A seguire abbiamo avuto una bella testimonianza di alcune volontarie del movimento “Mato Grosso" che operano in America Latina, Perù, Bolivia ed Ecuador. I volontari operano in villaggi sperduti, cercando di favorire l’educazione scolastica per i bambini fino all’università e con il loro lavoro forniscono l’aiuto economico alle famiglie povere e disagiate. Un esempio bellissimo di solidarietà concreta e speranza di bene e riscatto per i più bisognosi.

Il momento associativo è stato curato da Simona Granchi e Marco Novedrati, proponendo al gruppo il “SondACcio”. Durante la giornata venivano inviate, sui telefonini, delle domande a risposta multipla, che servivano a chiarire e informare sulla storia, le finalità e le caratteristiche dell’associazionismo laico. A conferma dell’attenzione e la cura che l’AC pone alle nuove generazioni, una sera, abbiamo avuto un collegamento video con il gruppo giovani di AC che si trovava in valle D’Aosta per il loro campo scuola. C’è stato un gioioso scambio di saluti anche con il vescovo Stefano Manetti che si trovava da loro in visita.

Durante il campo non sono mancate le gite e le camminate, con percorsi e sentieri che hanno riempito di bellezza i nostri occhi, con montagne rocciose, boschi e prati rigogliosi, torrenti e laghi alpini. Abbiamo visitato Livigno e Bormio e il bel santuario della Madonna di Tirano dove è stata celebrata una Messa.

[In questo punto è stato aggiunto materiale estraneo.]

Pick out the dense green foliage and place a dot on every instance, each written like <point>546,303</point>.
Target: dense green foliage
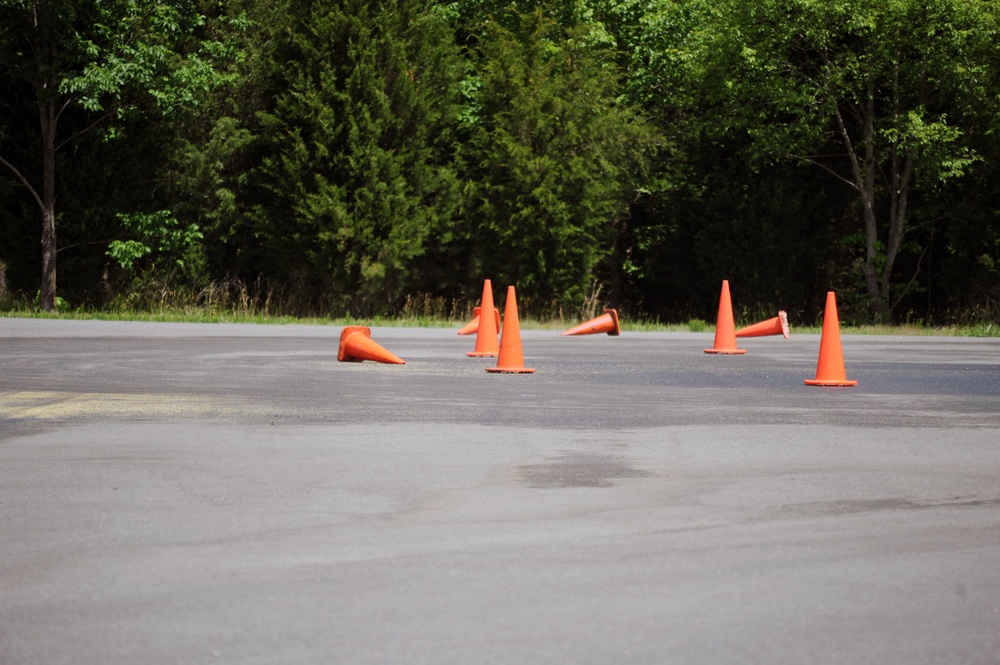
<point>344,157</point>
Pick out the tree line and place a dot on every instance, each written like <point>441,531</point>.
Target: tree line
<point>350,154</point>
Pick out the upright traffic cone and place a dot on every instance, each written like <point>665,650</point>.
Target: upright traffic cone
<point>487,345</point>
<point>607,323</point>
<point>830,368</point>
<point>356,345</point>
<point>511,360</point>
<point>725,328</point>
<point>473,325</point>
<point>776,326</point>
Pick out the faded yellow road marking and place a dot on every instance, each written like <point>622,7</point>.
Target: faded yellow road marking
<point>41,405</point>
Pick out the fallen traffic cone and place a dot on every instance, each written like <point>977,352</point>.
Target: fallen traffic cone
<point>356,345</point>
<point>607,322</point>
<point>487,345</point>
<point>830,368</point>
<point>725,328</point>
<point>511,360</point>
<point>776,326</point>
<point>473,325</point>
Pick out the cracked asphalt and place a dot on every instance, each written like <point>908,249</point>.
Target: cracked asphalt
<point>183,493</point>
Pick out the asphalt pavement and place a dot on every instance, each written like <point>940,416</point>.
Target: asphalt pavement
<point>183,493</point>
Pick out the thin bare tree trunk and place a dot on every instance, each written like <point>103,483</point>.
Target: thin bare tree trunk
<point>48,118</point>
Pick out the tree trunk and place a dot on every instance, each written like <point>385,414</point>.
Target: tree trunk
<point>48,117</point>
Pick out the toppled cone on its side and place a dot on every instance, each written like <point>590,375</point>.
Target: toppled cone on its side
<point>356,345</point>
<point>606,323</point>
<point>830,367</point>
<point>725,327</point>
<point>473,325</point>
<point>776,326</point>
<point>511,359</point>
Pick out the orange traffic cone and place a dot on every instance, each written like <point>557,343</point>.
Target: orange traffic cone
<point>776,326</point>
<point>607,322</point>
<point>473,325</point>
<point>487,345</point>
<point>511,360</point>
<point>356,345</point>
<point>830,368</point>
<point>725,328</point>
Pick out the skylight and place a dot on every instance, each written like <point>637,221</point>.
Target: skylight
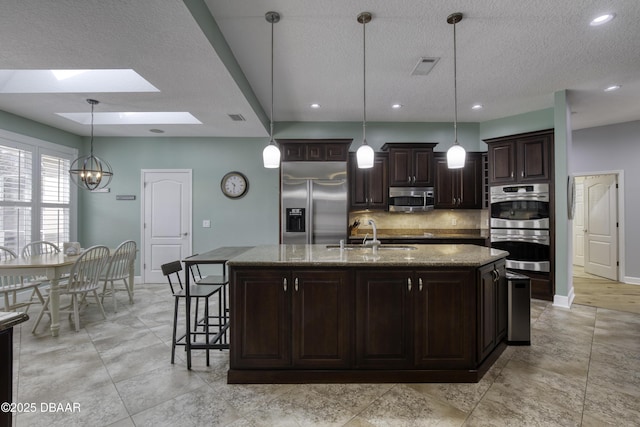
<point>133,118</point>
<point>73,81</point>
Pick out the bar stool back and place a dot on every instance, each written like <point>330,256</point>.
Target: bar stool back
<point>172,271</point>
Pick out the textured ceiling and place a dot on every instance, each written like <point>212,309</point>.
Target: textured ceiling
<point>512,57</point>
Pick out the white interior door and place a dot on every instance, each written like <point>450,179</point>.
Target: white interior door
<point>166,220</point>
<point>578,223</point>
<point>601,231</point>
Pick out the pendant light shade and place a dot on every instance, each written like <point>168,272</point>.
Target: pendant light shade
<point>364,154</point>
<point>90,172</point>
<point>456,154</point>
<point>271,153</point>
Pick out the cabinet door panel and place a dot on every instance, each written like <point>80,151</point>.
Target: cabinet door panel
<point>400,167</point>
<point>470,195</point>
<point>533,155</point>
<point>423,167</point>
<point>487,325</point>
<point>444,313</point>
<point>383,316</point>
<point>260,315</point>
<point>321,325</point>
<point>446,181</point>
<point>502,164</point>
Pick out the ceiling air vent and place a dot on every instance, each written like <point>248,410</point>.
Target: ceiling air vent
<point>424,66</point>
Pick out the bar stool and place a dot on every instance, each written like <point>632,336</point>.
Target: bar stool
<point>197,292</point>
<point>215,280</point>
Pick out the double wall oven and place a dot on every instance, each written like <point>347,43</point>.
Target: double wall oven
<point>520,225</point>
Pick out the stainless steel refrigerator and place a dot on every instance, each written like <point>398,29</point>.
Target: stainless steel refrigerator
<point>313,202</point>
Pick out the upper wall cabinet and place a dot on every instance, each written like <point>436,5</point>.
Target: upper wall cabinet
<point>314,150</point>
<point>369,188</point>
<point>410,165</point>
<point>459,188</point>
<point>521,158</point>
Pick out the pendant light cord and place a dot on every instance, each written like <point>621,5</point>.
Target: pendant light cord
<point>271,124</point>
<point>364,81</point>
<point>455,89</point>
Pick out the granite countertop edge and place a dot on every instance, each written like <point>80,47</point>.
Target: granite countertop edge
<point>320,256</point>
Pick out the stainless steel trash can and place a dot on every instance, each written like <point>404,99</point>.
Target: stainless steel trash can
<point>519,311</point>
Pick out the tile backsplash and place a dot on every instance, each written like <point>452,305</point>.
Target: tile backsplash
<point>449,219</point>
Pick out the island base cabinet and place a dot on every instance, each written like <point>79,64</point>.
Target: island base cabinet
<point>415,319</point>
<point>444,320</point>
<point>285,319</point>
<point>260,319</point>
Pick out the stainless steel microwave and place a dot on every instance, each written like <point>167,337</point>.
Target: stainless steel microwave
<point>411,199</point>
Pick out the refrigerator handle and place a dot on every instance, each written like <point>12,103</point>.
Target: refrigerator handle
<point>310,224</point>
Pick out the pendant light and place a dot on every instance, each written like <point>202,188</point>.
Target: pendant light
<point>271,153</point>
<point>90,172</point>
<point>456,154</point>
<point>364,154</point>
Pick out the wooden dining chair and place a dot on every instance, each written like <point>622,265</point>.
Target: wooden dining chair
<point>11,286</point>
<point>84,279</point>
<point>118,269</point>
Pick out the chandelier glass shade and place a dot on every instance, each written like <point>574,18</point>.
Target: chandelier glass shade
<point>271,153</point>
<point>456,155</point>
<point>90,172</point>
<point>365,154</point>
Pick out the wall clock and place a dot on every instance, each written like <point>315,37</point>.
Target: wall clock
<point>234,185</point>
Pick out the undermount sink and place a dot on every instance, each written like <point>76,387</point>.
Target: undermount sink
<point>397,248</point>
<point>381,247</point>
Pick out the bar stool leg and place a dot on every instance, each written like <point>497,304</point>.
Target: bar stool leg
<point>175,326</point>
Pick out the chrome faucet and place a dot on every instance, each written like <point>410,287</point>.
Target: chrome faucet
<point>374,243</point>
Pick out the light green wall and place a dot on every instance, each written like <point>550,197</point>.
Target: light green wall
<point>562,145</point>
<point>520,123</point>
<point>250,220</point>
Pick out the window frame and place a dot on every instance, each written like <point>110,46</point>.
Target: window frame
<point>39,147</point>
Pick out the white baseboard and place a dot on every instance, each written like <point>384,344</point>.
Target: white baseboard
<point>562,301</point>
<point>632,280</point>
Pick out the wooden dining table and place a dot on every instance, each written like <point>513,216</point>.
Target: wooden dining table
<point>53,266</point>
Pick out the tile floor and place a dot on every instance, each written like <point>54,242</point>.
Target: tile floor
<point>582,369</point>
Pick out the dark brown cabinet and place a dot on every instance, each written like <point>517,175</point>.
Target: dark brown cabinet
<point>414,319</point>
<point>459,188</point>
<point>521,158</point>
<point>369,188</point>
<point>286,319</point>
<point>314,149</point>
<point>410,165</point>
<point>492,308</point>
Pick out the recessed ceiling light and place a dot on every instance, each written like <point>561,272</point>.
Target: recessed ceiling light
<point>133,118</point>
<point>602,19</point>
<point>73,81</point>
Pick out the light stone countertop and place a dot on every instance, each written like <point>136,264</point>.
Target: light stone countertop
<point>322,256</point>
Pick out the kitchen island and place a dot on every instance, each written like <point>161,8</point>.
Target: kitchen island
<point>321,313</point>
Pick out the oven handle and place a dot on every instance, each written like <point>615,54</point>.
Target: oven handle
<point>501,198</point>
<point>526,239</point>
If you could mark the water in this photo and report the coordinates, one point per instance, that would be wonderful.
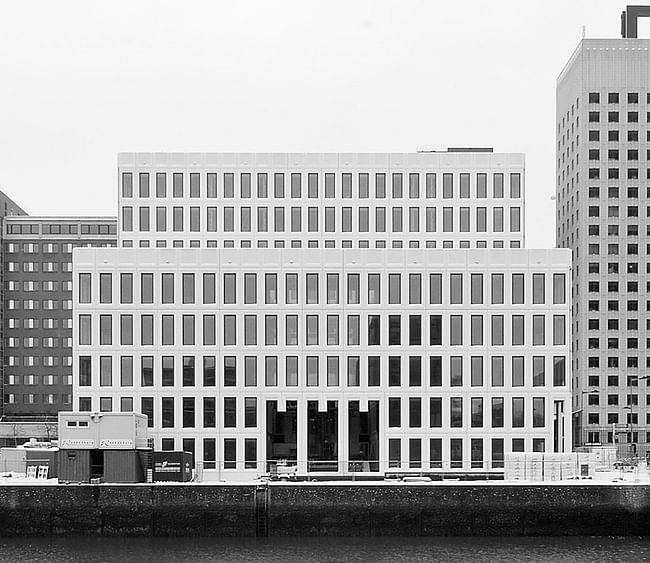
(285, 550)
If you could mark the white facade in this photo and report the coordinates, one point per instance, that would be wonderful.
(603, 205)
(453, 199)
(455, 358)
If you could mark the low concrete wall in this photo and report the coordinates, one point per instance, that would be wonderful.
(323, 510)
(440, 510)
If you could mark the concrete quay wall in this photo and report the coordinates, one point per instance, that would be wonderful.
(323, 510)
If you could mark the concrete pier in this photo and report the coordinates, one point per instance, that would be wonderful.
(324, 510)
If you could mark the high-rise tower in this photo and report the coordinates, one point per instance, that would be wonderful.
(603, 211)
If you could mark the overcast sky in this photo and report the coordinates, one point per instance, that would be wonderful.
(81, 81)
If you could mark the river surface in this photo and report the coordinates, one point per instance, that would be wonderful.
(285, 550)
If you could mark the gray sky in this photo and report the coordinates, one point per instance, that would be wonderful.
(81, 81)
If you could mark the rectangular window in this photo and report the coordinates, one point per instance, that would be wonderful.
(146, 371)
(476, 282)
(456, 412)
(229, 371)
(364, 185)
(559, 371)
(517, 412)
(374, 371)
(456, 371)
(250, 371)
(497, 185)
(354, 378)
(456, 289)
(188, 371)
(518, 374)
(85, 371)
(126, 288)
(230, 330)
(126, 330)
(146, 330)
(435, 412)
(167, 283)
(415, 412)
(476, 407)
(291, 289)
(229, 289)
(518, 289)
(435, 330)
(126, 371)
(394, 371)
(435, 371)
(497, 371)
(271, 371)
(497, 412)
(167, 412)
(188, 288)
(394, 412)
(188, 330)
(538, 289)
(168, 371)
(105, 288)
(105, 330)
(559, 295)
(312, 371)
(209, 412)
(127, 184)
(518, 330)
(291, 371)
(539, 415)
(456, 330)
(539, 330)
(270, 289)
(230, 412)
(85, 330)
(332, 371)
(354, 285)
(415, 289)
(559, 330)
(209, 371)
(374, 289)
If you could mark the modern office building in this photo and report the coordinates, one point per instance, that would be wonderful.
(460, 198)
(342, 313)
(603, 211)
(37, 309)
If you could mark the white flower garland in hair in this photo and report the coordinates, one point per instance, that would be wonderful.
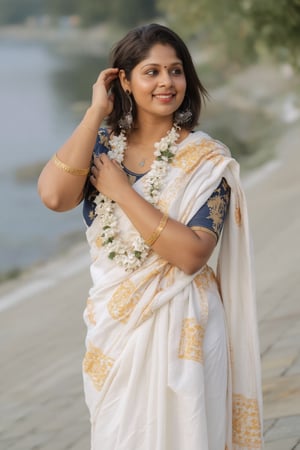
(132, 255)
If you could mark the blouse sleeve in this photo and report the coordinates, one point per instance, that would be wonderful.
(90, 192)
(210, 217)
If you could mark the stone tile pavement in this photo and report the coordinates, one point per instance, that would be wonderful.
(42, 332)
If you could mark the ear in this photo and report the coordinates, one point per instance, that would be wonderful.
(123, 80)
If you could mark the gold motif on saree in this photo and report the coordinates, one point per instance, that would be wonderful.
(97, 365)
(246, 422)
(205, 278)
(90, 311)
(98, 241)
(191, 340)
(123, 301)
(238, 215)
(193, 154)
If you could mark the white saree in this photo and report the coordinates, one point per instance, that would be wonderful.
(172, 360)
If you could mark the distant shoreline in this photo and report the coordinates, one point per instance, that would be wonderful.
(95, 41)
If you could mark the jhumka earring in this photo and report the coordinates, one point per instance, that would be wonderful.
(182, 117)
(126, 120)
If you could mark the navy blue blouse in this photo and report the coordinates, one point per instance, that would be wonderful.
(210, 217)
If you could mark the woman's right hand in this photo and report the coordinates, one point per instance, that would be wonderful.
(102, 99)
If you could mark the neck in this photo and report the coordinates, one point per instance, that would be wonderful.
(148, 134)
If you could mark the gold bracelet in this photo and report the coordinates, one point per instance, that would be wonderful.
(156, 233)
(82, 124)
(68, 169)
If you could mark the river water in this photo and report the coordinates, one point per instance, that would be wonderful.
(41, 92)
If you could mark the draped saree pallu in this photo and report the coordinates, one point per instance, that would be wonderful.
(172, 360)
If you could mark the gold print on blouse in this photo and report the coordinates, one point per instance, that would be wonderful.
(191, 340)
(97, 365)
(246, 422)
(217, 207)
(123, 301)
(192, 155)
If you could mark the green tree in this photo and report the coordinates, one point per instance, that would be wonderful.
(239, 28)
(16, 11)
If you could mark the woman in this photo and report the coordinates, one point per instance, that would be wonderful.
(172, 359)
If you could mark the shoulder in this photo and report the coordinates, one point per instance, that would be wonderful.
(205, 141)
(199, 149)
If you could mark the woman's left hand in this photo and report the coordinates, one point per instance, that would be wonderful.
(108, 177)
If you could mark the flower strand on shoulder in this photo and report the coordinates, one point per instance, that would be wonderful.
(131, 255)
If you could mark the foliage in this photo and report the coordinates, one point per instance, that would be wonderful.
(127, 13)
(241, 29)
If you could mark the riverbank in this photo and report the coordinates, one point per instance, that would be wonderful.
(249, 112)
(44, 406)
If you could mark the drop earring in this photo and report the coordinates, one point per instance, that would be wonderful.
(125, 123)
(183, 117)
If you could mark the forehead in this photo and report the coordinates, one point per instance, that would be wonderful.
(160, 54)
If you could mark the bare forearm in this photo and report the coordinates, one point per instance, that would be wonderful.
(60, 190)
(177, 243)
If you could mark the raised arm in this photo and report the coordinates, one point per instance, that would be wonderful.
(62, 180)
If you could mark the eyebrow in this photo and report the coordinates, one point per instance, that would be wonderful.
(164, 65)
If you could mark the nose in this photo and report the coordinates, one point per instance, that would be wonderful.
(165, 79)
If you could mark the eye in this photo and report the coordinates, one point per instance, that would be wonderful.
(152, 72)
(177, 71)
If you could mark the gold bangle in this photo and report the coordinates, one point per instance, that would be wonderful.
(82, 124)
(156, 233)
(68, 169)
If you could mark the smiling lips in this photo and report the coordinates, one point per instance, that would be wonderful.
(164, 97)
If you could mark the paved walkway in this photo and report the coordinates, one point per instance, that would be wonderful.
(42, 333)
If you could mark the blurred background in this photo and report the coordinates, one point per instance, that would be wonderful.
(51, 51)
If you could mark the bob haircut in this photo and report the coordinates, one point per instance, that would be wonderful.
(132, 49)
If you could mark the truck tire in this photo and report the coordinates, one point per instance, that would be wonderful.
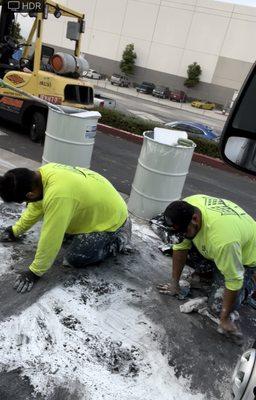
(37, 127)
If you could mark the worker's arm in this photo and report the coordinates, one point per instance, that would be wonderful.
(229, 262)
(180, 252)
(57, 215)
(32, 214)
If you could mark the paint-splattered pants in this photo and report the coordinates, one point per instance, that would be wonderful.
(94, 247)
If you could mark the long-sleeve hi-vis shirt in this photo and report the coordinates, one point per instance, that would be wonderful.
(227, 237)
(75, 200)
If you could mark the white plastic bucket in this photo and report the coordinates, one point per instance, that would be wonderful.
(70, 136)
(160, 175)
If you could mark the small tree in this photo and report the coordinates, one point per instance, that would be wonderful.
(194, 71)
(127, 63)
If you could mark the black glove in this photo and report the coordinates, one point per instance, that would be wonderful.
(7, 235)
(25, 281)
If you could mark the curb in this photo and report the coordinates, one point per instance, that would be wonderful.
(197, 157)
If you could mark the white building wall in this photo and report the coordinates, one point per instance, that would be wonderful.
(168, 34)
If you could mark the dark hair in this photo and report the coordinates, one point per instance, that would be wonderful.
(15, 184)
(178, 215)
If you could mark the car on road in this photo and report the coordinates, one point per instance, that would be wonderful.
(92, 74)
(145, 87)
(120, 80)
(178, 95)
(161, 91)
(204, 105)
(194, 129)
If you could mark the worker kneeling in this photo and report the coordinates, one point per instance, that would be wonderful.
(222, 232)
(70, 200)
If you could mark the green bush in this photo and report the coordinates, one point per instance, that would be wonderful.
(137, 125)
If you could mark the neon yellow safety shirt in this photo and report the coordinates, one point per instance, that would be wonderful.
(75, 200)
(227, 237)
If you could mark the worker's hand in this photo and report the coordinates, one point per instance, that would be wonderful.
(25, 281)
(172, 288)
(7, 235)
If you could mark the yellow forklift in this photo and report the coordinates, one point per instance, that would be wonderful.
(54, 78)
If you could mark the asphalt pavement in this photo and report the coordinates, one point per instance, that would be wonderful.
(191, 347)
(117, 159)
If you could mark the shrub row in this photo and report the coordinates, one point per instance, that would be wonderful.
(137, 125)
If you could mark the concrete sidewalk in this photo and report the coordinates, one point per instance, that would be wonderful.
(105, 84)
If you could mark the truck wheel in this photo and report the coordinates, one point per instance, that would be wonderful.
(37, 127)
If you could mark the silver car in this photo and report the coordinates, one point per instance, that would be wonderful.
(244, 378)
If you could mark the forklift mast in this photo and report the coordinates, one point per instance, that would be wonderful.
(6, 21)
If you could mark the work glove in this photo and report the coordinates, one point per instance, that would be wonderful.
(7, 235)
(171, 288)
(25, 281)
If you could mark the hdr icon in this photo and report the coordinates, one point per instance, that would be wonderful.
(25, 6)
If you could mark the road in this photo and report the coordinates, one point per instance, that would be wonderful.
(148, 108)
(121, 305)
(117, 159)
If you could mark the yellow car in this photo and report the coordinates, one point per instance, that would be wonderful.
(204, 105)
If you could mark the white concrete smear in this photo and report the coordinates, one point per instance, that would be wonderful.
(144, 232)
(106, 349)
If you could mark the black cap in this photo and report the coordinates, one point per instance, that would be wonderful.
(178, 215)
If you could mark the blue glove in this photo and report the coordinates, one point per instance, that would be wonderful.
(25, 281)
(7, 235)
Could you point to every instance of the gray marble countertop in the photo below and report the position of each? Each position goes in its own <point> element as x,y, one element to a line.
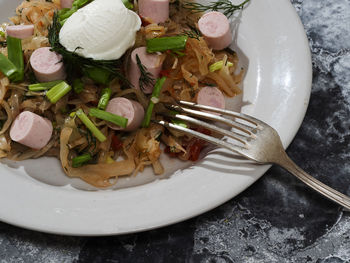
<point>277,219</point>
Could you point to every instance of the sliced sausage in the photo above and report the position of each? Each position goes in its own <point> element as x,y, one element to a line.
<point>152,63</point>
<point>156,10</point>
<point>211,96</point>
<point>130,109</point>
<point>66,3</point>
<point>31,130</point>
<point>47,65</point>
<point>20,31</point>
<point>215,28</point>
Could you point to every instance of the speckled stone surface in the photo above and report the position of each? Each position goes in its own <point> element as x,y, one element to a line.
<point>277,219</point>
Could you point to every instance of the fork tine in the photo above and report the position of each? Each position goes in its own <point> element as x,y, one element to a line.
<point>240,126</point>
<point>213,140</point>
<point>239,115</point>
<point>234,135</point>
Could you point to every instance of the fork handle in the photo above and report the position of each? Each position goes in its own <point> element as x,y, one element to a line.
<point>315,184</point>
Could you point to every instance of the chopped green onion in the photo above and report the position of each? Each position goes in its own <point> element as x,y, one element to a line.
<point>7,67</point>
<point>15,54</point>
<point>43,86</point>
<point>58,91</point>
<point>107,116</point>
<point>78,86</point>
<point>179,123</point>
<point>89,124</point>
<point>80,160</point>
<point>218,65</point>
<point>155,94</point>
<point>97,74</point>
<point>105,96</point>
<point>160,44</point>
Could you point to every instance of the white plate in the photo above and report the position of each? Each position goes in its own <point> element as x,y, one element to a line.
<point>276,89</point>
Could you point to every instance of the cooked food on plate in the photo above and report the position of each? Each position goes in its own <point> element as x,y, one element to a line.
<point>82,80</point>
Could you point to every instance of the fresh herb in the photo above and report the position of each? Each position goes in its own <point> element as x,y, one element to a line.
<point>154,98</point>
<point>90,125</point>
<point>78,86</point>
<point>73,62</point>
<point>81,160</point>
<point>227,7</point>
<point>160,44</point>
<point>107,116</point>
<point>146,79</point>
<point>105,97</point>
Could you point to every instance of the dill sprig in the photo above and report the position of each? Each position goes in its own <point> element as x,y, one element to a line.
<point>146,78</point>
<point>73,62</point>
<point>226,6</point>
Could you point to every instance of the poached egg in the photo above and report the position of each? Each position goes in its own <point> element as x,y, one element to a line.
<point>101,30</point>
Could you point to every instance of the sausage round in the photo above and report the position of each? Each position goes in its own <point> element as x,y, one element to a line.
<point>20,31</point>
<point>66,3</point>
<point>211,96</point>
<point>215,29</point>
<point>130,109</point>
<point>152,63</point>
<point>156,10</point>
<point>31,130</point>
<point>47,65</point>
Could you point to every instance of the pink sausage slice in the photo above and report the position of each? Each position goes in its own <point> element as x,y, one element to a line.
<point>211,96</point>
<point>130,109</point>
<point>20,31</point>
<point>66,3</point>
<point>47,65</point>
<point>156,10</point>
<point>152,63</point>
<point>215,28</point>
<point>31,130</point>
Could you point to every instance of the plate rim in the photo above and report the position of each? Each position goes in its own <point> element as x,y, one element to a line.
<point>21,222</point>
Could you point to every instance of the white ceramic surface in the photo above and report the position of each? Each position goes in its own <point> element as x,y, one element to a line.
<point>273,47</point>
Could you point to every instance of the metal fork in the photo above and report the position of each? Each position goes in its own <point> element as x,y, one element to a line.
<point>254,139</point>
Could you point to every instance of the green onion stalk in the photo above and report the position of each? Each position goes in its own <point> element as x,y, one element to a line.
<point>154,99</point>
<point>81,160</point>
<point>89,124</point>
<point>43,86</point>
<point>105,97</point>
<point>58,91</point>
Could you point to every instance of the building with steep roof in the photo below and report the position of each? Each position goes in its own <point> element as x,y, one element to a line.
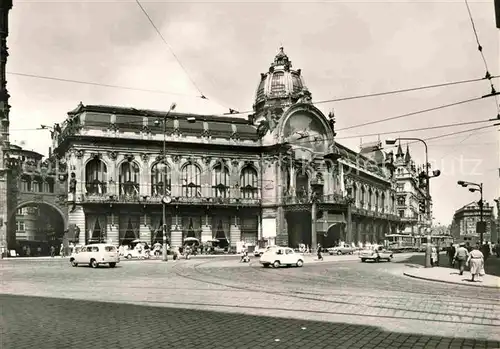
<point>277,176</point>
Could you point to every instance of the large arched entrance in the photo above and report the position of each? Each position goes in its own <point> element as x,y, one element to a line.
<point>34,227</point>
<point>299,228</point>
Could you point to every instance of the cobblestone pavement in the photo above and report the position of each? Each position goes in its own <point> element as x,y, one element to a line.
<point>351,304</point>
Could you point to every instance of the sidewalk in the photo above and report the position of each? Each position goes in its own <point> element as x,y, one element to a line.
<point>451,276</point>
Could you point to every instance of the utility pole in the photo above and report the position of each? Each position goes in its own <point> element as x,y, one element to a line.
<point>5,7</point>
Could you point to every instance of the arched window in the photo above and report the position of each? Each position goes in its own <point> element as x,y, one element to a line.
<point>249,183</point>
<point>220,181</point>
<point>278,83</point>
<point>161,175</point>
<point>95,177</point>
<point>129,179</point>
<point>25,183</point>
<point>302,185</point>
<point>191,181</point>
<point>401,200</point>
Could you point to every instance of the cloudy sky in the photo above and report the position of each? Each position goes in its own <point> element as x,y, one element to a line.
<point>343,48</point>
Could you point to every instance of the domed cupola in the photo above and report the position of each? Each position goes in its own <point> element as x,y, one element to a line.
<point>281,86</point>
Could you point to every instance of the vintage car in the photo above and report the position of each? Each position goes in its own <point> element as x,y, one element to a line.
<point>96,254</point>
<point>260,251</point>
<point>341,250</point>
<point>376,253</point>
<point>281,256</point>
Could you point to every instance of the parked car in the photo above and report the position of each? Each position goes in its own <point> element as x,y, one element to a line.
<point>280,256</point>
<point>96,254</point>
<point>260,251</point>
<point>341,250</point>
<point>376,253</point>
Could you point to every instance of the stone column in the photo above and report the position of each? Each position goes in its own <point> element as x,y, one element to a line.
<point>176,178</point>
<point>77,217</point>
<point>144,231</point>
<point>112,229</point>
<point>259,227</point>
<point>234,232</point>
<point>206,228</point>
<point>176,231</point>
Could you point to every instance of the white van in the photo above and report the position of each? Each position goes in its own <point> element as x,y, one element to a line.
<point>96,254</point>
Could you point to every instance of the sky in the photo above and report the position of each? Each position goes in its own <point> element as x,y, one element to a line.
<point>343,49</point>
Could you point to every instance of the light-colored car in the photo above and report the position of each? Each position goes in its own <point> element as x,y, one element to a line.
<point>133,253</point>
<point>260,251</point>
<point>96,254</point>
<point>376,253</point>
<point>280,256</point>
<point>341,250</point>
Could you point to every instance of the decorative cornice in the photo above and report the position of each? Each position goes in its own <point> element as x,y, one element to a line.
<point>113,155</point>
<point>207,160</point>
<point>79,153</point>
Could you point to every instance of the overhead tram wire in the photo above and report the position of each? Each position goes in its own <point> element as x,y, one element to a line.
<point>202,95</point>
<point>233,112</point>
<point>411,113</point>
<point>73,81</point>
<point>414,129</point>
<point>480,49</point>
<point>170,48</point>
<point>378,94</point>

Insomma, un campo, come sempre completo, che ha arricchito e reso felici tutti gli amici di AC che ogni anno si ritrovano, e anche coloro che vi hanno partecipato per la prima volta. Il clima di grande fraternità che si respira, durante la settimana del campo, lascia in tutti tanta gioia, anche per la ricchezza del ricordo di piccoli gesti di gentilezza, vicinanza, premura e attenzione, che insieme ai sorrisi, gli abbracci i canti e le risate, fanno dire che in AC si vive una vera esperienza di comunità fraterna che rimane nel cuore … a tutti, ancora grazie!